Original post by Mathemagicien
I did question 4 directly, not by parts, using exponential version of sin x.


But its sinx not sinh x
Original post by Mattematics
Where abouts? I only saw The sum for r^2 and r^3.


Arithmetic series. C1 section. S_n = n/2(1 + n).
Original post by Mattematics
Where abouts? I only saw The sum for r^2 and r^3.


I don't think it's in there.
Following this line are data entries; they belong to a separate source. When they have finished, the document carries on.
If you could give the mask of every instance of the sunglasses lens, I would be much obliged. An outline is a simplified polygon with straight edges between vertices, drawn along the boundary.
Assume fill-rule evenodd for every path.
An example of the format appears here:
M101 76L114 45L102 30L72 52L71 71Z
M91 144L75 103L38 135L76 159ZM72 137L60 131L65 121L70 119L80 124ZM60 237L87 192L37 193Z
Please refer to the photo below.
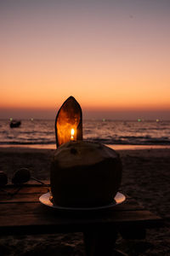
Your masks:
M0 171L0 187L3 187L8 183L7 174Z
M24 183L28 182L30 178L30 171L26 168L21 168L14 173L14 176L12 177L12 183L14 184Z

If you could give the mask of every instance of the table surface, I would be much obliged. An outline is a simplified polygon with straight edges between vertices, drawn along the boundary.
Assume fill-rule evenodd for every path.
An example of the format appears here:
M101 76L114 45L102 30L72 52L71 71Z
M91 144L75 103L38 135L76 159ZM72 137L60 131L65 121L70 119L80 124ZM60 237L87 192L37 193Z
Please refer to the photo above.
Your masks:
M84 232L107 226L156 228L162 221L129 196L107 210L60 211L39 202L40 195L49 189L47 185L27 183L19 188L9 184L3 189L0 191L1 235Z

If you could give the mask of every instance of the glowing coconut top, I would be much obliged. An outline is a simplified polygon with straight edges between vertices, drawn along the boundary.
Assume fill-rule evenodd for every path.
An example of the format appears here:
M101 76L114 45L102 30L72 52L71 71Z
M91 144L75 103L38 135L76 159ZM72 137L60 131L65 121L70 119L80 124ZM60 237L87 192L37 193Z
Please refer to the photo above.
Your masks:
M69 141L82 140L82 108L73 96L70 96L58 112L55 137L57 148Z

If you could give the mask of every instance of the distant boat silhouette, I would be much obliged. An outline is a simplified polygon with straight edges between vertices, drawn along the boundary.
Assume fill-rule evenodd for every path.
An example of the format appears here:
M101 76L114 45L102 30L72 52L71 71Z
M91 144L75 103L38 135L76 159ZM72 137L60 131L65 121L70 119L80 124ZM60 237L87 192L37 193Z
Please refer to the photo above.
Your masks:
M20 121L17 121L17 120L13 120L10 122L9 126L10 128L16 128L20 126L21 122Z

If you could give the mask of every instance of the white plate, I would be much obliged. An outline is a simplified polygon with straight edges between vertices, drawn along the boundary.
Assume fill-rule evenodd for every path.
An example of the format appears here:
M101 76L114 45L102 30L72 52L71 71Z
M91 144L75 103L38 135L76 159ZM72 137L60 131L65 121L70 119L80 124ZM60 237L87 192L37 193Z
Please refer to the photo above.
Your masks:
M122 203L125 200L126 200L126 196L120 193L117 192L117 194L116 195L113 202L106 205L106 206L103 206L103 207L63 207L58 205L54 205L50 200L50 192L48 192L46 194L43 194L40 196L39 201L42 204L52 207L52 208L55 208L55 209L59 209L59 210L69 210L69 211L91 211L91 210L102 210L102 209L107 209L107 208L110 208L113 207L116 205L119 205L121 203Z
I had a quick glance before reaching into the depths of my mind to retrieve it.

EDIT: Never mind, Zacken's right haha
Original post by Mattematics
Where abouts? I only saw The sum for r^2 and r^3.


arithmetic series:

sn = n/2 (a + l)

here a = 1, l = n
Predict the grade boundaries:
http://www.thestudentroom.co.uk/showthread.php?t=4149979
Original post by anhaanha
But its sinx not sinh x


So? sin x also has a exponential definition, you have heard of DeMoivre's, surely...?

Original post by cjlh
I don't think it's in there. I had a quick glance before reaching into the depths of my mind to retrieve it.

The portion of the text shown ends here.